Link Design & Fabrication
Group Project
Fall 2014
Item 7a: Stress analysis of the link that we designed. The two large holes on the extremities are for the jaws of the tensile testing machine.
As part of MEEN 361 laboratory course (Materials & Manufacturing Selection in Design), we designed, fabricated and tested a link under tensile stress.
The Task
The assignment was to design and cast an aluminum link to be placed in tension. The design should ideally have low weight and high strength (high strength to weight ratio).
The Design
The design we came up with was shaped like a 'dog-bone', as you can see from Item 7a. There are two other key features that we incorporated to improve the strength.
First, we put in 'Stress Relieve Grooves' (the 4 little lateral protrusions). These serve to relax the stress concentration that would have arose due to the reduction in cross section area from the circular regions to the rectangular region.
We also discovered, after a brief literature survey, that drilling precisely calculated holes also relieve stress (very counter-intuitive, isn't it?!). Hence the three small holes in the center. Impressively, the stress analysis showed that the point of maximum stress was no longer the center of the link but at the newly made holes, and that the maximum stress value (not shown) across the link had reduced significantly.

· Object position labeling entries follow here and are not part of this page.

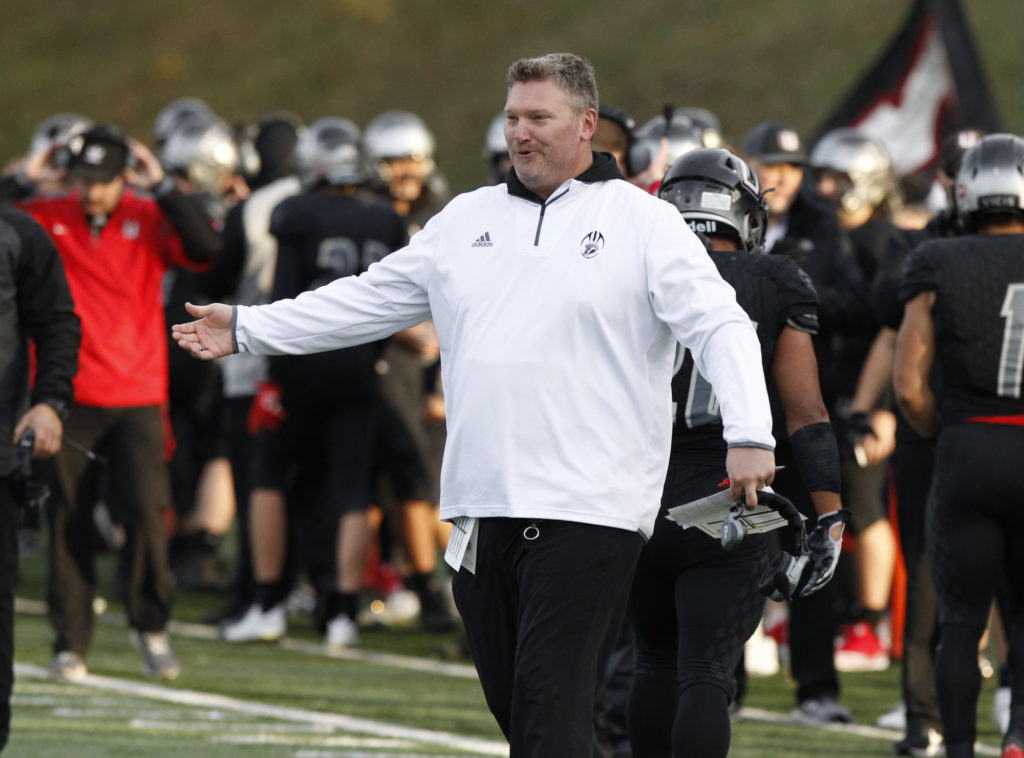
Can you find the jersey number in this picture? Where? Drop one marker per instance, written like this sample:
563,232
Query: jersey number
701,405
342,256
1012,355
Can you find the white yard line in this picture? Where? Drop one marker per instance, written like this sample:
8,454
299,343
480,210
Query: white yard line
283,713
204,631
759,714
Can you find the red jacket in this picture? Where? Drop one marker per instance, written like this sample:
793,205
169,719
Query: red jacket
116,281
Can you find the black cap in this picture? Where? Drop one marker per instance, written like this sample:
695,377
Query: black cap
772,141
97,155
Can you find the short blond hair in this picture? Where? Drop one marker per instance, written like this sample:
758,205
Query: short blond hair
572,74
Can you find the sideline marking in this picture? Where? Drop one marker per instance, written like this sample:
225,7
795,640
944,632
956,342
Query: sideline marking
205,631
282,713
759,714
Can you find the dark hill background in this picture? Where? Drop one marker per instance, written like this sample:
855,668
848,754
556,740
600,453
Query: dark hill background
122,60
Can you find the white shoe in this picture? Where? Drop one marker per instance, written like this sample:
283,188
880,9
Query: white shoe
342,632
257,625
67,666
761,654
1000,709
895,719
401,606
159,660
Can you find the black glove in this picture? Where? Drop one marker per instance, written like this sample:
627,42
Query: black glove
823,550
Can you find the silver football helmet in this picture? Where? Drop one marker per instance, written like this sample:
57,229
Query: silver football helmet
396,134
329,152
204,154
718,194
178,114
990,180
863,160
57,129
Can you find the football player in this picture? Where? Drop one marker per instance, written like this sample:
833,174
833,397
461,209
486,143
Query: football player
964,318
324,440
688,640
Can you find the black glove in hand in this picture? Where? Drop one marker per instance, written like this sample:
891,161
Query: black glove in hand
823,550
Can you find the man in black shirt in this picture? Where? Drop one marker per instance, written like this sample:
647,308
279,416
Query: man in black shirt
965,318
37,305
322,454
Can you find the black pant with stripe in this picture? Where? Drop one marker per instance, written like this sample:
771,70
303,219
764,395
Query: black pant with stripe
541,616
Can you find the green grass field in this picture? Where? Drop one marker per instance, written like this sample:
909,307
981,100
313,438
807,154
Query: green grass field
395,697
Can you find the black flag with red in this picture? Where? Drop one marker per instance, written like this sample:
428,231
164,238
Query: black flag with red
927,85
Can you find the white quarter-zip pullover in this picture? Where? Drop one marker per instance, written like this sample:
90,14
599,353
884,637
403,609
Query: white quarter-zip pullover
557,324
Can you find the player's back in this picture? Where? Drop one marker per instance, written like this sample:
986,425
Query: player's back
979,321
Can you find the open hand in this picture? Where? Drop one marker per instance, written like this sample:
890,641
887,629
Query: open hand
209,337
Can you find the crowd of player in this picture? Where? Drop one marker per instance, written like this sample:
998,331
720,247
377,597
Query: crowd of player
329,463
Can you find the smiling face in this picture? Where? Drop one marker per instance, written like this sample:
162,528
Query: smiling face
781,182
549,142
99,198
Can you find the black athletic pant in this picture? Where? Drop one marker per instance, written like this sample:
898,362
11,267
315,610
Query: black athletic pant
912,463
541,616
132,440
812,619
240,452
8,575
692,607
974,540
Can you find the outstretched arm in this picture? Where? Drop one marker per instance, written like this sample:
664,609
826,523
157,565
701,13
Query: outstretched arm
209,337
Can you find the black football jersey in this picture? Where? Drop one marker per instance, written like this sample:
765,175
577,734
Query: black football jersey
979,321
775,293
324,236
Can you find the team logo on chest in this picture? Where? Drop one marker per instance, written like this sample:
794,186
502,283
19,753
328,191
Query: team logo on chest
591,245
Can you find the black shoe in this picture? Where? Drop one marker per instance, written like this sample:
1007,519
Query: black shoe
437,620
824,710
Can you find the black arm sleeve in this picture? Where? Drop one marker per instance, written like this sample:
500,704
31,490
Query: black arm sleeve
46,310
202,242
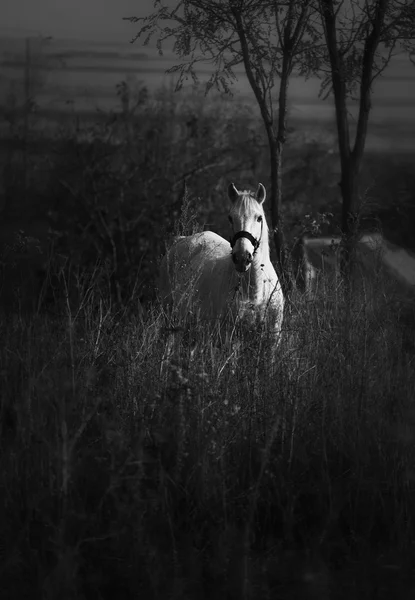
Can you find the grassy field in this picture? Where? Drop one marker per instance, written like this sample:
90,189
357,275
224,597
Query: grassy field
219,477
222,477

Item 7b: Dimensional drawing of the tensile link. (Since I designed this in the USA, all dimensions are in Inches)
Fabrication and Testing
First, the design on SolidWorks was 3D printed. This plastic print was then used to make a sand casting mold. Liquid Aluminum was poured in and an aluminum cast was obtained. We then drilled the required holes through and also machined off a layer of material on all sides, to remove any surface tensions created due to the casting process. At this point, we should've heat treated the link to improve its strength, but due to time constraints, we couldn't to do that.
Finally, we hooked up our brand new link to a tensile testing machine and loaded it to failure. Guess where it failed? Exactly where we predicted it would! (At the 0.29" dia. hole). Oh, and we were the only team in the class (of about 20 groups) whose prediction of the failure mode and location in the design matched that of actual failure during testing.